About the y_likelihoods in Entropy models #314

chunbaobao · 2024-10-25T03:41:40Z

Hi, it's an excellent work. I have recently been working in the area of learned compression. I have already checked issue #306, but I am still confused about the actual meaning of y_likelihoods:

The shape of y_likelihoods is equal to the shape of y, and I thought each element of y_likelihoods represents the probability $p(y_i)$, where $p(y_i)$ is the probability that the symbol $y_i$ appears.

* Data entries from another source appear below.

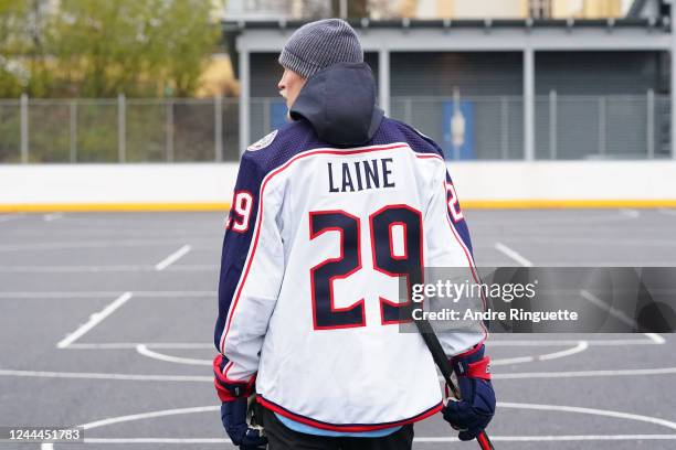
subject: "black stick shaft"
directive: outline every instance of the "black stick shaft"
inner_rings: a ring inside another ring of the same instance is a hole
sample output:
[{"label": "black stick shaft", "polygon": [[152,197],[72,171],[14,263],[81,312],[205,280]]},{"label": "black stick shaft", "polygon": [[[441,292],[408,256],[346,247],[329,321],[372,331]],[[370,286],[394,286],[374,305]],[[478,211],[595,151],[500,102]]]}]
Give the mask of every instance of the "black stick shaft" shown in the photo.
[{"label": "black stick shaft", "polygon": [[[446,381],[446,385],[448,385],[448,388],[453,393],[453,396],[460,400],[460,389],[457,388],[457,386],[455,386],[455,383],[453,383],[453,379],[451,378],[451,375],[453,374],[453,367],[451,366],[448,357],[446,356],[446,353],[444,352],[441,342],[439,342],[439,338],[436,338],[432,325],[426,320],[415,320],[414,322],[415,326],[418,326],[420,335],[422,336],[423,341],[425,341],[425,345],[427,345],[430,353],[432,353],[432,358],[434,360],[434,363],[436,364],[440,372],[442,373],[442,376]],[[490,442],[490,439],[488,439],[488,435],[486,435],[486,431],[482,431],[480,435],[476,437],[476,440],[479,443],[482,450],[494,450],[493,443]]]}]

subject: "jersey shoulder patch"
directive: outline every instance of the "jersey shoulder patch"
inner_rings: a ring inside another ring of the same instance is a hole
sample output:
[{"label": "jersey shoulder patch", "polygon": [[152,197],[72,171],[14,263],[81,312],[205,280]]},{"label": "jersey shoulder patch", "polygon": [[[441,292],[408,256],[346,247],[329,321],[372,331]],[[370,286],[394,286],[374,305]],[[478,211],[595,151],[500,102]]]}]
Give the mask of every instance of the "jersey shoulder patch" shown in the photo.
[{"label": "jersey shoulder patch", "polygon": [[252,143],[251,146],[249,146],[246,148],[246,150],[249,150],[249,151],[256,151],[256,150],[261,150],[261,149],[266,148],[267,146],[270,146],[272,143],[272,141],[275,140],[275,137],[277,136],[277,131],[279,131],[279,130],[274,130],[270,135],[265,136],[263,139]]}]

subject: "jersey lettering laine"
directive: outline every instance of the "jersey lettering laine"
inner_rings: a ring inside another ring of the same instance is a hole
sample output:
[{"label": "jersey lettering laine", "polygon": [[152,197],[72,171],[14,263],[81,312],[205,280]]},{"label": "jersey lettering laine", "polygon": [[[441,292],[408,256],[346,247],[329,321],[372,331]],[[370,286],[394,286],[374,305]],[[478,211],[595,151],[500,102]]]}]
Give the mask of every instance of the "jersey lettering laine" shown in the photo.
[{"label": "jersey lettering laine", "polygon": [[[244,153],[226,223],[214,341],[232,381],[313,427],[367,431],[441,409],[421,336],[401,333],[399,277],[467,267],[472,244],[439,147],[384,118],[365,147],[306,121]],[[443,333],[448,355],[485,338]]]}]

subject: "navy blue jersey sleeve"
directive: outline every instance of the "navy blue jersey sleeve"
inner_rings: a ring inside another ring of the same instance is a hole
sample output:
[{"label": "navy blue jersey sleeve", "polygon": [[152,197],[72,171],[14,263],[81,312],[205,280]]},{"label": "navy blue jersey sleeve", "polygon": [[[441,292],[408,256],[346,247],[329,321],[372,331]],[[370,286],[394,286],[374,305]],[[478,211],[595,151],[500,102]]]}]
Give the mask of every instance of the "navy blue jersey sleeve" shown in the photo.
[{"label": "navy blue jersey sleeve", "polygon": [[214,344],[224,379],[241,383],[256,369],[258,353],[283,277],[275,200],[265,201],[265,171],[245,153],[225,223]]}]

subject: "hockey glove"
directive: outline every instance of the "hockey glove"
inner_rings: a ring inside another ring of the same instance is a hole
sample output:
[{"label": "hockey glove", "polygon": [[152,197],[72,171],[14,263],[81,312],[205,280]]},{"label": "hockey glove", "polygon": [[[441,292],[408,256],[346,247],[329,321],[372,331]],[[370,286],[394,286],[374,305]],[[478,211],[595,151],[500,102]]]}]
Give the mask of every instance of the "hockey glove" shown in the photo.
[{"label": "hockey glove", "polygon": [[221,405],[221,421],[232,443],[240,446],[240,450],[264,449],[267,438],[261,431],[250,428],[246,424],[246,397],[230,400]]},{"label": "hockey glove", "polygon": [[489,361],[488,356],[484,356],[484,344],[451,358],[462,399],[450,400],[442,414],[453,428],[460,430],[461,440],[475,439],[495,414]]},{"label": "hockey glove", "polygon": [[221,405],[221,421],[232,443],[240,446],[240,450],[263,449],[267,439],[261,430],[251,428],[246,422],[249,409],[247,397],[254,390],[255,376],[249,382],[236,382],[225,376],[224,368],[228,360],[218,355],[213,360],[214,385]]}]

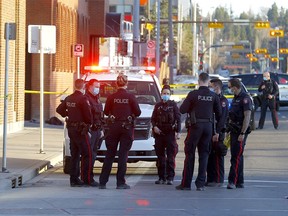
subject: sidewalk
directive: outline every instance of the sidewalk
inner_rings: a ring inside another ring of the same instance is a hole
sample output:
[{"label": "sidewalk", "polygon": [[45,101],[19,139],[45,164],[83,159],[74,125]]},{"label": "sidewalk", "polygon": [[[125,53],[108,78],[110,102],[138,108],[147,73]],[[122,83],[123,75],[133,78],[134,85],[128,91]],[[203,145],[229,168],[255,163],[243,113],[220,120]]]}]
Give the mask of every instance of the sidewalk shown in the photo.
[{"label": "sidewalk", "polygon": [[39,123],[25,123],[24,130],[8,134],[6,169],[2,172],[3,137],[0,146],[0,190],[19,187],[63,159],[63,126],[44,125],[43,151],[40,153]]}]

However, when I run the code below from the demo,

torch.sum(out_net['likelihoods']['y']).item()/torch.prod(torch.tensor(out_net['likelihoods']['y'].shape)).item()
# result = 0.9271195729573568

it produces an output where the elements of y_likelihoods are close to 1 everywhere. Isn't this contradictory? Shouldn't the sum of y_likelihoods is 1? What is the actual meaning of y_likelihoods?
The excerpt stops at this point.